En effet la Cévenne n’est pas tendre pour ses habitants. Guère de possibilité de culture le terrain étant accidenté et pentu. II fallait trouver du plat et de la terre il n’y a que des cailloux.

Ainsi sont nées les faïsses.  Nos anciens se sont échinés à monter des murs pour maintenir la terre et avoir un peu de terrain plat sur une bande étroite qui courrait tout le long des collines de plus cette culture en étage permettait d’atténuer l’érosion.

Pour les plus attentifs vous remarquerez que pour passer d’une faïsse à l’autre il y a un escalier. Celui-ci peut être frontal c’est à dire perpendiculaire à la faïsse ou latéral c’est à dire parallèle à celle-ci.

 

Voilà une question qui s’est posée. Après enquête il semblerait que cela vienne de l’origine des bâtisseurs.
Je m’explique. Le Cévenol est pauvre mais les Lozériens et les Ardéchois le sont plus encore et surtout, chez eux, les hivers sont plus rudes. Donc ces personnes, souvent issues de familles nombreuses, descendaient quelques mois l’hiver se louer en échange du gîte du couvert et parfois d’une paire de chaussures. Cela faisait une bouche de moins à nourrir pour la famille. Ils travaillaient les terrains et montaient les faïsses chacun à sa manière.

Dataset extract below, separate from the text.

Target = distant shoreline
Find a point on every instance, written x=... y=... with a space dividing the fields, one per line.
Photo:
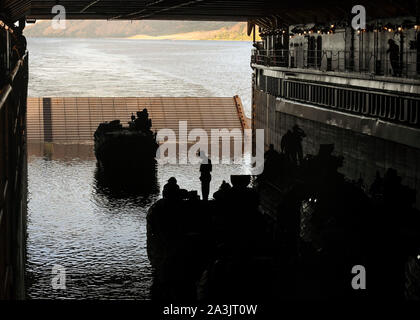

Un autre hameau surplombera votre parcours. Il s’agit de Carboussède. Hameau qui, jadis, a connu 6 ou 7 familles. Il a failli s’éteindre, sa survie est due à quelques amoureux inconditionnels de la nature. Dans l’ombre retrouvée, des chênes verts, vous traverse un pierrier vous en cherchez des cailloux ? On se demande d’où ils peuvent provenir.

Au sortir de celui-ci vous pouvez quittez St Martin et vous diriger vers Le Mas Dieu qui est un joli petit village, vous passerez au ras d’un mas abandonné où dans les broussailles vous pouvez voir les différents types de faïsses.

Vous avez vue sur le Truc de Rousson, en arrière plan le Mont Bouquet avec son antenne, plus éloigné le Mont Ventoux et sa calotte blanche. En faisant l’autre choix, au terme de quelques mètres, vous sortirez éblouis des chênes. Vous avez changé d’orientation.

A gauche, en toile de fond, on aperçoit le Mont Lozère, en contrebas coule le Gardon dans de paresseux méandres, en face vous pouvez reconnaître le Mont Aigoual plus près légèrement à gauche les falaises de La Porte des Cévennes je veux dire Anduze puis le Pic Saint Loup et à gauche avec de bons yeux et de l’imagination la Mer.

Vous traversez une chèvrerie, retrouvez la châtaigneraie et le chemin du retour. Au terme de votre voyage entre Moyen-Âge, filatures, soyeux, camisards, en passant par l’ère du fer et du charbon, vous pouvez sauter dans le 3ème millénaire avec la vue du Pôle Mécanique et ses 3 pistes blotties dans son écrin de verdure.

Voilà ce que vous réserve Saint Martin de Valgalgues.